O combate ao contrabando na fronteira do Brasil com o Paraguai desencadeou uma reação da Prefeitura de Foz do Iguaçu e da Câmara Municipal. O vice-prefeito Claudio Rorato (PMDB) acusou ontem a Receita Federal (RF) de praticar ''terrorismo fiscal'' na repressão ao crime. Em entrevista coletiva, Rorato disse não ser contra as vistorias, porém acusou o órgão de atuar de forma arbitrária e ilegal.

Rorato condenou o fato de fiscais ''invadirem'' hotéis para inspecionar bagagens, como aconteceu no sábado passado. A atitude revoltou sacoleiros, que entraram em confronto com a PF. Pelo menos dez ficaram feridos e seis foram presos. Segundo ele, houve abuso de poder e quebra de ordem constitucional com a invasão noturna de um hotel sem mandado judicial.

A prefeitura encaminhou ofícios ao Senado, à Procuradoria da República, a Receita Federal, em Brasília, e ao 14º Batalhão da Polícia Militar (BPM), que teria dado apoio a PF na diligência de sábado.

O legislativo tomou atitude semelhante ao apresentar uma moção de repúdio ao delegado da RF, em Foz, Mauro de Brito. O documento deve ir para primeira votação na sessão de hoje. Os vereadores também aprovaram um requerimento propondo que o Senado e a Câmara dos Deputados instalem uma Comissão Parlamentar de Inquérito (CPI) para apurar as atividades da Receita Federal no município.

A Folha procurou o delegado Mauro de Brito, porém sua assessoria informou que ele deve pronunciar-se nos próximos dias. Questionado anteontem sobre as retaliações que já aconteciam extra-oficialmente, disse entender as reações. ''São manifestações dizendo que a Receita Federal tem feito sua fiscalização com muito rigor, como se nós pudessemos aplicar a lei pela metade.'' Em sua opinião, o crime econômico é tão violento quanto o roubo.

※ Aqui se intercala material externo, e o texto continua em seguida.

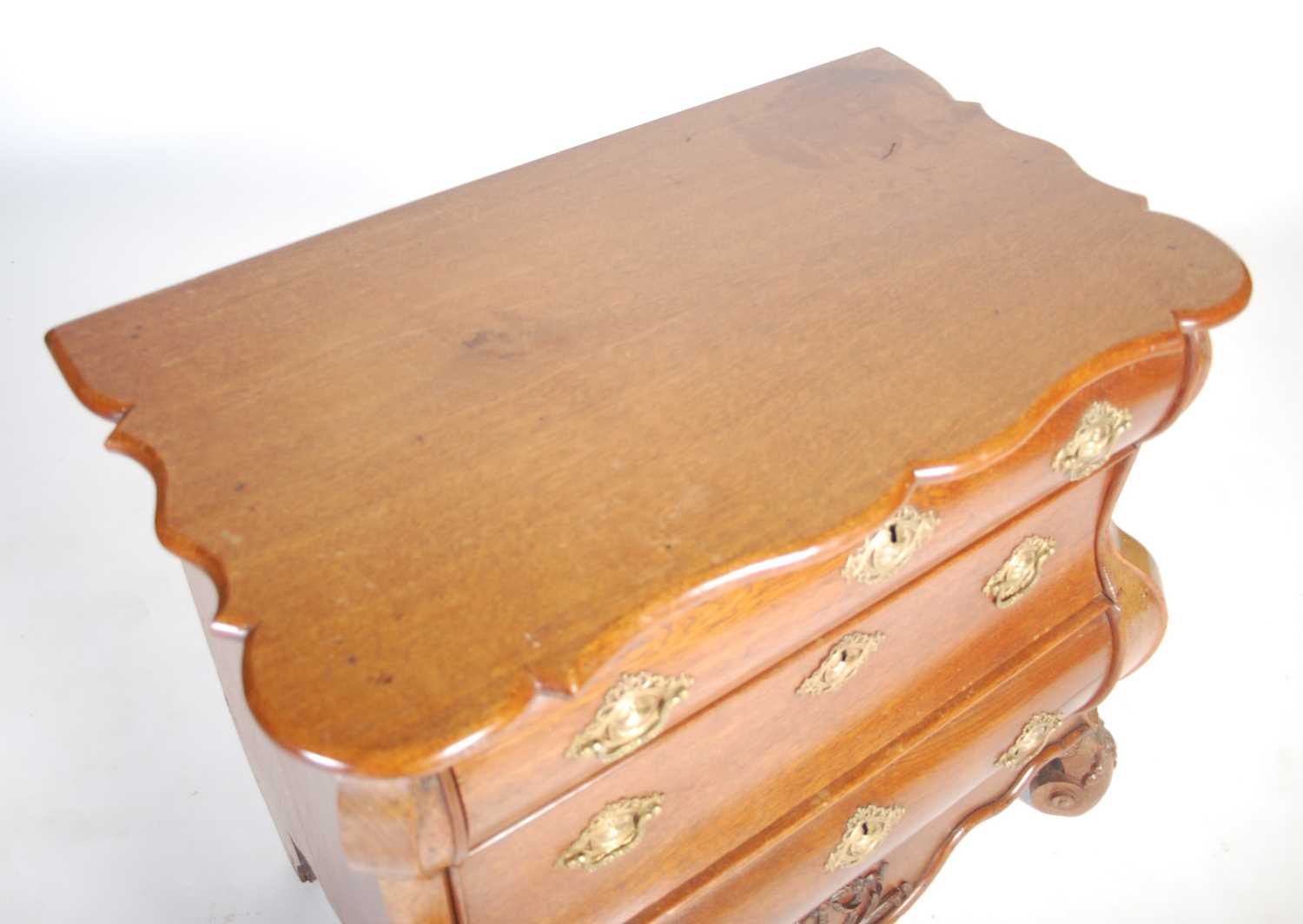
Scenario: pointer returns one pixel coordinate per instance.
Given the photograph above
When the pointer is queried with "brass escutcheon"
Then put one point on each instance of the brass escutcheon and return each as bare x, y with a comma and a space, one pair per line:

Funcionários da RF ouvidos pela reportagem disseram que os fiscais não precisariam de um mandado judicial para entrar no hotel porque o contrabando é um crime flagrante e Foz é considerada uma zona primária de fiscalização. Alertaram ainda que o mandado permite somente abordagens durante o dia.

Desde o dia 14, a RF intensificou a fiscalização de sacoleiros na Ponte da Amizade e BR-277, único acesso terrestre à cidade. As operações, que têm apoio das polícias Federal e Rodoviária Federal, resultaram na queda no fluxo de compristas em Ciudad del Este, no Paraguai.